Sunday, February 10, 2008

2008 Edition NAHBS...

Well, it's that time of year again when frame builders from across the lands converge on one common spot to show off what they've created. I didn't choose to go this year. At one point, I was a little bummed I didn't go - not necessarily for the bikes, but to hang out with old friends and folks I've been conversing with recently. There is a plethora of websites with photos that can put me there.

Bikeradar.com has Gary Boulanger in attendance recording the happenings with pen and digital camera. Cyclingnews.com is present with a multitude of photos. You can even download 53mb worth of photos from Clockwork Bikes' website - which I did to have my own virtual "walk-through" of the show. Bikeportland.org also has a great set of photos on Flickr.
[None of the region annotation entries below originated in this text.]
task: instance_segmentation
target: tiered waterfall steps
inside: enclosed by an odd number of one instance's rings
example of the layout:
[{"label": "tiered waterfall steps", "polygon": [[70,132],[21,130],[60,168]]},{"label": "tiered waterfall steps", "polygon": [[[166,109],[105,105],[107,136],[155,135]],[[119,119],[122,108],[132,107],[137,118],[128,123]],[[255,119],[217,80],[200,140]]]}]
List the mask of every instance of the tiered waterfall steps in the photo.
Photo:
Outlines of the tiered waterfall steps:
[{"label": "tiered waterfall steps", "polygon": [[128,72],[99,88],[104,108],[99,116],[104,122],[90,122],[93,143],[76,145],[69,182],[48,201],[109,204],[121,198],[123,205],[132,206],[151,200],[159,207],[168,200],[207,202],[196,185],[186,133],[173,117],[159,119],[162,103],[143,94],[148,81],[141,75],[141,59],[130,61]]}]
There are a lot of really cool bikes there. However, there are also a lot of very gaudy frames. The concept of something made by hand taken to extremes. Maybe it's because I am a fan of simiplicity, but I'm not digging the super intricate lugwork. Sure, someone put a lot of time into creating those frames, but it just ain't my bag baby. Maybe that's the reason some of these frame makers have multiple year waiting lists - all their time is spent on one-off trailer queens. Something to think about.

A couple of other photos I saw that left me scratching my head:

An example of a tig-welded seat tube junction. Huh? How did that guy even get entry into the show?
Big obnoxious dropouts. Seems some folks have taken Vanilla's elegant dropouts to extremes.


A disc brake rotor mounted to a left crank arm with caliper mounted to the down tube - on a fixie no less.

I didn't quite get this seat stay bridge. And you think they could find a coffee shop other than starbux.


As much as I like a blue/orange color combo and Retrotec's bikes, their triple top tube frame ... looks like a ladder.

Words escape me on this frame.


Sometimes I believe just because you can doesn't mean you should.

What was cool:

Wooden rims.
 

The super sano naked frame of Richard Sachs.


Rick Hunter's suspension frame was very elegant.

This Bruce Gordon was oh so right.


A modern LD stem by Groovy.


I think that trying to find "things" that are cool at the show may be overshadowed by the "concepts" that are cool. The one prevailing bike concept (I hesitate to label "concept" because it should be well beyond the conceptual stage) that is very cool is the bike that is not designed to go fast. The bike that is meant to be ridden from here to there and back. The bike that is fun to ride and can carry something besides the rider. The bike that is so fun to ride that you don't want to drive your car. There were a lot of them at this show. I believe that this is the show and the folks who will help drive the movement to get people out of their car and on their bike for that weekend trip to the market, to the video rental store, to the post office, to the park for a picnic lunch... These frame builders are the guys who are going to make bikes cool again.

(What's playing: Well, it's 2:00 so it's gotta be KWMR because my kid will be on the radio with his selection of 5 songs.)